Commands the client sends:
| type | Purpose |
|---|---|
| connect | Open a session (same body as POST /connect). |
| reattach | Re-bind to an existing session by sessionId. |
| text | Send text input. |
| key | Send a key. |
| setCursor | Move cursor. |
| readMdt | v1.2.0 — request modified field values; response is {type: 'mdt', data: {fields, modifiedOnly}}. |
| markAuthenticated | v1.2.0 — flip status to authenticated. |
| waitForFields | v1.2.0 — wait for a screen with at least N input fields. |
| disconnect | Close the session. |
Events the proxy pushes:
| type | Meaning |
|---|---|
| screen | New ScreenData snapshot. |
| status | ConnectionStatus change. |
| connected | Session established after connect/reattach. |
| cursor | Lightweight cursor-only update (local ops like Tab/arrows). |
| mdt | Response to a readMdt command. |
| session.lost | v1.2.0 — session died (TCP drop, idle timeout, destroy). |
| session.resumed | v1.2.0 — a client successfully reattached to this session. |
| error | Generic error with a message. |
Pluggable session store
Sessions live in an in-memory Map by default.
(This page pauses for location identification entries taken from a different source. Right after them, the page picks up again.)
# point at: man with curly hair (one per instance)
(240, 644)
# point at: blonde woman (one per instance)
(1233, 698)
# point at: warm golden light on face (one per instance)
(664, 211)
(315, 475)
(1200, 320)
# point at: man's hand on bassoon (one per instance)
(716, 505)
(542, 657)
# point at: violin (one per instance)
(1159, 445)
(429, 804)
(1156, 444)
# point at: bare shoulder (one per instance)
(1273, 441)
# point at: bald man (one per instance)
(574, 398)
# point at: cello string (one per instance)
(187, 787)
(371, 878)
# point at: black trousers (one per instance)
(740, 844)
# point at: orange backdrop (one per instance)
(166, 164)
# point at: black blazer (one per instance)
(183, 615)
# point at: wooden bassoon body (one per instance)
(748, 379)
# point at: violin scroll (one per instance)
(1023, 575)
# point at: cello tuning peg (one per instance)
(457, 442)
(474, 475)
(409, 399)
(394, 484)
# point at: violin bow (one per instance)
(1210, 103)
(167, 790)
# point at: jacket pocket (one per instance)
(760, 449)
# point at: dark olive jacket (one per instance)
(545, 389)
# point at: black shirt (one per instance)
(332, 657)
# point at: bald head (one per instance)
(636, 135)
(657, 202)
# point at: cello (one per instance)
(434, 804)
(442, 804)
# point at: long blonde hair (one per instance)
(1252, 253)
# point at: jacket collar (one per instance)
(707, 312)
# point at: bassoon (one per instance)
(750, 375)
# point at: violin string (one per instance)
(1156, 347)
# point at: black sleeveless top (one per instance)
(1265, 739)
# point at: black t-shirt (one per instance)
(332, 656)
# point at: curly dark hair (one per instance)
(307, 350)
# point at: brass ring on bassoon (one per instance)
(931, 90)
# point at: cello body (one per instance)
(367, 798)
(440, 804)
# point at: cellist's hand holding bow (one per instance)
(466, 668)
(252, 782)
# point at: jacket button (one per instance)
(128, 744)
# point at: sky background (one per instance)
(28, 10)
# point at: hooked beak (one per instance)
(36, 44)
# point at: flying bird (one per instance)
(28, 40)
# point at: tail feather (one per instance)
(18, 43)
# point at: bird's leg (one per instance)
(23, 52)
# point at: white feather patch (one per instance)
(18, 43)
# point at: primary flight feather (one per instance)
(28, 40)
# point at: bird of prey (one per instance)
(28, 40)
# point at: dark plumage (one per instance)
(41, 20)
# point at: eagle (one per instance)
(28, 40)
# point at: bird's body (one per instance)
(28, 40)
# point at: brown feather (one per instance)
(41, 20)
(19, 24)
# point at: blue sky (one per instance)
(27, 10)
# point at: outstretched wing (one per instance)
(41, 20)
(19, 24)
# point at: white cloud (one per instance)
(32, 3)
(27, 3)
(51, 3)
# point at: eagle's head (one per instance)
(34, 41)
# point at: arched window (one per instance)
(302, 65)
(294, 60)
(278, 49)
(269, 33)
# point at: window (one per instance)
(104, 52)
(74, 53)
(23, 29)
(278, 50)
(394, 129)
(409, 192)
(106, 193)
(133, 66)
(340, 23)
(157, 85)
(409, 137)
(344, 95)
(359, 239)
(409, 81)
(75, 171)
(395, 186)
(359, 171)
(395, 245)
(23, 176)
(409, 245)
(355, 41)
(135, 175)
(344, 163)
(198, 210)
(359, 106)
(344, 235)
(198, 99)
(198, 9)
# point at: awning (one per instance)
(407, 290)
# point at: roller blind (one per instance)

Integrators can plug their own store (e.g. for multi-process routing via Redis) before the server accepts connections:
import { createProxy, setSessionStore, type SessionStore } from 'green-screen-proxy';
class MyStore implements SessionStore {
set(id, session) { /* ... */ }
get(id) { /* ... */ }
delete(id) { /* ... */ }
has(id) { /* ... */ }
values() { /* ... */ }
size() { /* ... */ }
}
setSessionStore(new MyStore());
const proxy = await createProxy({ port: 3001 });The store holds live Session instances (each owns a TCP socket + parser state), so a cross-process store needs to additionally implement request routing to the owning process — that's out of scope for the interface itself.
Session lifecycle events
Subscribe to the global lifecycle bus to observe session transitions at the server:
import { sessionLifecycle } from 'green-screen-proxy';
sessionLifecycle.on('session.lost', (sessionId, status) => {
console.log('session died:', sessionId, status.status);
});
sessionLifecycle.on('session.resumed', (sessionId) => {
console.log('client reattached:', sessionId);
});These same events are forwarded to WebSocket clients watching the affected session — clients subscribe on the adapter side via WebSocketAdapter.onSessionLost() / onSessionResumed().
How It Works
Browser Proxy Host
┌────────────┐ ┌────────────┐ ┌────────────┐
│ WebSocket │ WS │ Express │ TCP │ IBM i │
│ client │◄──────►│ :3001 │◄──────►│ Mainframe │
└────────────┘ └────────────┘ └────────────┘The proxy manages sessions — each WebSocket connection gets its own TCP session to the target host. Screen data is parsed into a protocol-agnostic format and pushed to the client in real time.